Before D-Bus became widely adopted, desktop environments and applications used various methods for inter-process communication and system integration. They relied on direct IPC mechanisms like Unix domain sockets, named pipes, or shared memory, and utilized the X Window System's built-in protocols for tasks such as clipboard management and window event handling. Custom solutions like KDE's DCOP were also common, tailored to specific needs but lacking the standardization of D-Bus. Now desktop applications communicated through configuration files, polling for changes, or using environment variables for session management.

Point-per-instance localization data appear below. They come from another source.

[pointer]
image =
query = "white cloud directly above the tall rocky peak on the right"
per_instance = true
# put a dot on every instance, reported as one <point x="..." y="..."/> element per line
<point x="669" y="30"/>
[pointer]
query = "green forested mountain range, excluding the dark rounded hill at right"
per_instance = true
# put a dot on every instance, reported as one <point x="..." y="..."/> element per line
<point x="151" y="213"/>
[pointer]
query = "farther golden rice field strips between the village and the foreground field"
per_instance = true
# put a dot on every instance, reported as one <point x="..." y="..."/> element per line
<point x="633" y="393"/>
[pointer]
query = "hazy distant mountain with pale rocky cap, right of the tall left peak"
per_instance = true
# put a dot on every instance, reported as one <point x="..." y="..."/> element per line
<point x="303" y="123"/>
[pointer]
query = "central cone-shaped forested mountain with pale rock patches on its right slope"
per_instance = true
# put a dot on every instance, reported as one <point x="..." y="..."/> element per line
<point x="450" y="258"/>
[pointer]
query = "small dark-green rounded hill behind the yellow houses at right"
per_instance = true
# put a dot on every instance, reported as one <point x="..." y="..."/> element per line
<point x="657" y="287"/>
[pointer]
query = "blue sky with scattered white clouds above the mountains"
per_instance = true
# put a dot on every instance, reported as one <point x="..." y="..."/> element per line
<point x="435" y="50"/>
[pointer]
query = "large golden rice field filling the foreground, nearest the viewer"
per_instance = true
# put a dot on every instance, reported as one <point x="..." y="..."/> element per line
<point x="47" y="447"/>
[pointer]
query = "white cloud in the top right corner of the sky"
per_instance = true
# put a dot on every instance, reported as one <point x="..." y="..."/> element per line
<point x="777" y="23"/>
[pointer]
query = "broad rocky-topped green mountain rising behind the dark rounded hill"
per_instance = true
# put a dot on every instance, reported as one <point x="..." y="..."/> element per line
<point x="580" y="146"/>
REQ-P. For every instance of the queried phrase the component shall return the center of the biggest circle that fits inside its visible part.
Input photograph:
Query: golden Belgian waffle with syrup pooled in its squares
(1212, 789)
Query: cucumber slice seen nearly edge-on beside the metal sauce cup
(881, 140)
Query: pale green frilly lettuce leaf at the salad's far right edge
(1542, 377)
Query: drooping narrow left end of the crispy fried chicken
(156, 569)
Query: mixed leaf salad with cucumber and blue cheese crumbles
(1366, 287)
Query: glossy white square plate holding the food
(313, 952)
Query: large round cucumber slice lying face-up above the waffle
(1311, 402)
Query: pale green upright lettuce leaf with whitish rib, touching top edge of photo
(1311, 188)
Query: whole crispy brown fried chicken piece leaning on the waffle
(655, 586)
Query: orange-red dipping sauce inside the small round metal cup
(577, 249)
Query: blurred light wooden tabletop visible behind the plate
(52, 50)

Sure these methods somewhat worked, they lacked the level of flexibility, efficiency, and ease of use that D-Bus provides, which standardized IPC across different environments and applications.
 
utilized the X Window System's built-in protocols for tasks such as clipboard management and window event handling
Uhm, there's just one (extensible) X protocol, which for communication purposes offers some "primitives" (events/messages are builtin for the most basic stuff, but can be synthesized by any client, general-purpose selections with owners and "window properties" are offered, X design philosophy was "mechanism over policy" after all), so most of the protocols you're probably talking about are those specified on top of these primitives (like in ICCCM and EWMH, but also additional ones).

These protocols, when used correctly, work well for all the common interoperability stuff you'd want on a desktop regarding applications that aren't "part" of that desktop -- unless of course your goal is to eliminate the X server.

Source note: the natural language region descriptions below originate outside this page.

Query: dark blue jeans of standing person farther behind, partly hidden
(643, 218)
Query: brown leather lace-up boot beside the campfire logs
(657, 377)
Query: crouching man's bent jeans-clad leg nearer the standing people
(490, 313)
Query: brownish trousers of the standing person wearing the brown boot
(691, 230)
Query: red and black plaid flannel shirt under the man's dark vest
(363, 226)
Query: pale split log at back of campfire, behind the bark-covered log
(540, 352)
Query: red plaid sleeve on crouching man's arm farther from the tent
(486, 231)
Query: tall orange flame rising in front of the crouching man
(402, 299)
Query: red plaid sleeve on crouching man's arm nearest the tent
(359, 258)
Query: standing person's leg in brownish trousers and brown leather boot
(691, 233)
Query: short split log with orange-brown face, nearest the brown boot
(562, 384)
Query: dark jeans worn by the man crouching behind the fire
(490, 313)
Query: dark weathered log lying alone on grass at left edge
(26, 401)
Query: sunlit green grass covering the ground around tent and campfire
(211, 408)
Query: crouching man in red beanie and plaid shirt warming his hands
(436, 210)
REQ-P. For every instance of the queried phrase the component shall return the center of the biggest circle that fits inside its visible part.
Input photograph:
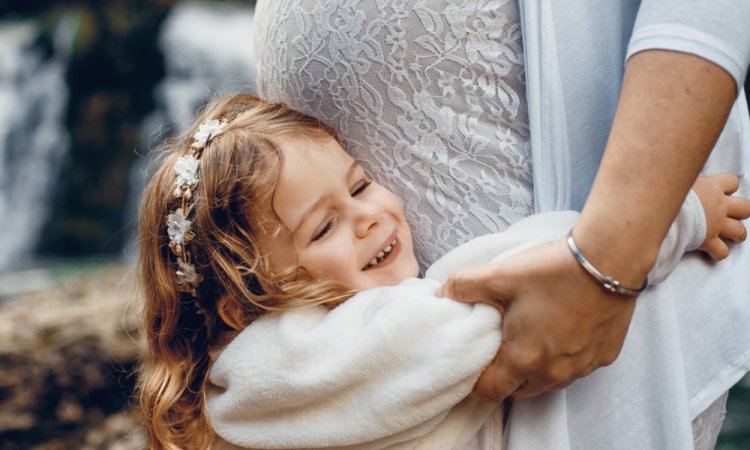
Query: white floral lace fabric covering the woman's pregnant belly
(430, 95)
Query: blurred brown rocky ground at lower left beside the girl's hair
(67, 357)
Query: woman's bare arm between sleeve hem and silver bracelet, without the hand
(672, 108)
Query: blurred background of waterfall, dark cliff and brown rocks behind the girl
(87, 89)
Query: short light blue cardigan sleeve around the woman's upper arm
(716, 30)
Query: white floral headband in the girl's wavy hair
(179, 227)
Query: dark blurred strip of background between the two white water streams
(111, 79)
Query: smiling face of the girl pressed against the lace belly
(344, 227)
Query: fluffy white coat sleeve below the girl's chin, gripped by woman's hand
(384, 367)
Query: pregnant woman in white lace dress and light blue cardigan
(478, 114)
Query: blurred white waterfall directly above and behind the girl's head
(208, 52)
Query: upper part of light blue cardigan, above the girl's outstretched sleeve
(573, 83)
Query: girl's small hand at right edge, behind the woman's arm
(723, 213)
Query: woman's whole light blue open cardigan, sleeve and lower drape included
(685, 350)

I already said that I think d-bus conceptually makes sense for tightly integrated desktop environments. It's certainly better than every desktop coming up with its own solution, and a somewhat complex desktop environment certainly has a need for something like that.

But it annoys me that protocols based on d-bus now also attempt to replace well-working protocols based on X11. I don't want to have dependencies on d-bus in every random application. Case in point, for the x11/xmoji utility I'm currently building (which only makes sense on X11 anyways, not on wayland), I plan to add an optional "tray icon". There's an old protocol supporting that based on the XEmbed protocol, and a newer one utilizing d-bus. With the old one, you can simply have a regular X window for your icon and e.g. use XRender on it. I'll only implement that one, although the large desktops nowadays use d-bus "natively". At least KDE offers compatibility through some proxy service, so I don't see why I should pull in even more dependencies just for such a simple and optional thing ... if a desktop only supports the d-bus variant, well then, no icon there.